Warren Buffett Quotes

Warren Buffett is almost as famous for his quotes and one-liners as for his investing - see this selection of Warren Buffett Quotes on Life

Monday, 15 August 2011

Warren Buffett onTaxes

Warren Buffett - How Much Tax does Warren Buffett Pay?

Well, not enough, according to the Oracle himself. His federal tax rate last year was $6,938,744 which included income tax and payroll taxes paid him and on his behalf. That sounds like a lot but it was only 17.4% which is a lower rate than the 20 other people who work for him in his office, who presumably are not billionaires and whose tax rate averaged 36%. Such is the crazy US tax system.

In a New York Times article Warren Buffett has urged U.S. lawmakers to raise taxes on Americans who earn over $1 million and says this would not adversely affect investments or jobs.

Like in the UK where David Cameron has famously said "we are all in this together" David Cameron and most of his cabinet are millionaires, in the US the leaders have asked for 'shared sacrifice.' "But" says Warren Buffett "they spared me." and his mega-rich friends too.

He also points out that some investment managers are taxed just 15% on billions of dollars of income, because they can classify their income as “carried interest,” while the middle classes are taxed up to 25%. Legislators in Washington feel compelled to protect the rich, as if they were "spotted owls or some other endangered species. It’s nice to have friends in high places" Buffet added.

Tax rates for the rich were in fact "far higher" in the 1980s and 1990s, yet almost 40 million jobs were added over the period from 1980 to 2000.
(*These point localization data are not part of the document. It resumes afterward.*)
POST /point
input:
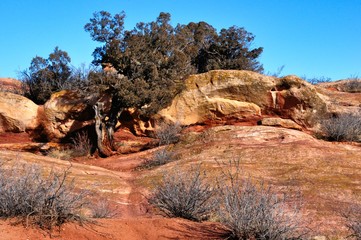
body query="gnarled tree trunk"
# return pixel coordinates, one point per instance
(103, 131)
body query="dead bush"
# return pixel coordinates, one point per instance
(168, 133)
(251, 210)
(46, 201)
(103, 209)
(160, 157)
(346, 127)
(353, 220)
(353, 85)
(184, 194)
(82, 144)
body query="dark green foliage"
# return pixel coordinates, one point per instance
(151, 61)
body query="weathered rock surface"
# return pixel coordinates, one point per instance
(11, 85)
(17, 113)
(279, 122)
(244, 95)
(64, 113)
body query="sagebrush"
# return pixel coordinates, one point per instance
(32, 196)
(186, 195)
(345, 127)
(251, 210)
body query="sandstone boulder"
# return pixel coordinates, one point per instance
(17, 113)
(11, 85)
(279, 122)
(244, 96)
(65, 112)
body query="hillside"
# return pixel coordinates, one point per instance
(285, 156)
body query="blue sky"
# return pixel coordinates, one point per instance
(312, 38)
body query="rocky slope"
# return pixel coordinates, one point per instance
(263, 122)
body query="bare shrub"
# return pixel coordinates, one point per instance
(47, 201)
(184, 194)
(253, 211)
(353, 220)
(63, 154)
(82, 144)
(168, 133)
(103, 209)
(317, 80)
(352, 85)
(160, 157)
(346, 127)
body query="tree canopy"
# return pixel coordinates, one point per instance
(154, 58)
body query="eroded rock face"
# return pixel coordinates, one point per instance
(64, 113)
(17, 113)
(244, 96)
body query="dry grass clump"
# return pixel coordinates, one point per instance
(246, 209)
(168, 133)
(102, 209)
(346, 127)
(45, 200)
(81, 144)
(185, 195)
(159, 158)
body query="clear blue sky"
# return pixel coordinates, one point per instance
(312, 38)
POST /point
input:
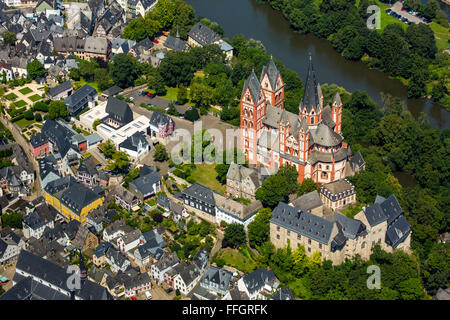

"You know what's happened since then: lower tax rates and far lower job creation," Buffett said. "People invest to make money, and potential taxes have never scared them off."
Back in 1992, the I.R.S. started compiling data from the tax returns of the 400 Americans with the largest income.
"In 1992, the top 400 had aggregate taxable income of $16.9 billion and paid federal taxes of 29.2 percent on that sum. In 2008, the aggregate income of the highest 400 had soared to $90.9 billion — a staggering $227.4 million on average — but the rate paid had fallen to 21.5 percent. "

In addition
"you can be sure that any payroll tax for the 400 was inconsequential compared to income. In fact, 88 of the 400 in 2008 reported no wages at all, though every one of them reported capital gains. Some of my brethren may shun work but they all like to invest. (I can relate to that.) "
How many people would be affected if the US government listened to Warren Buffett's advice ?

There were 236,883 households making over than $1 million in 2009, with 8,274 making over $10 million, which out of a population of over 250 million is really not a lot, which makes you wonder just why the US government and some US voters seem so intent on protecting them.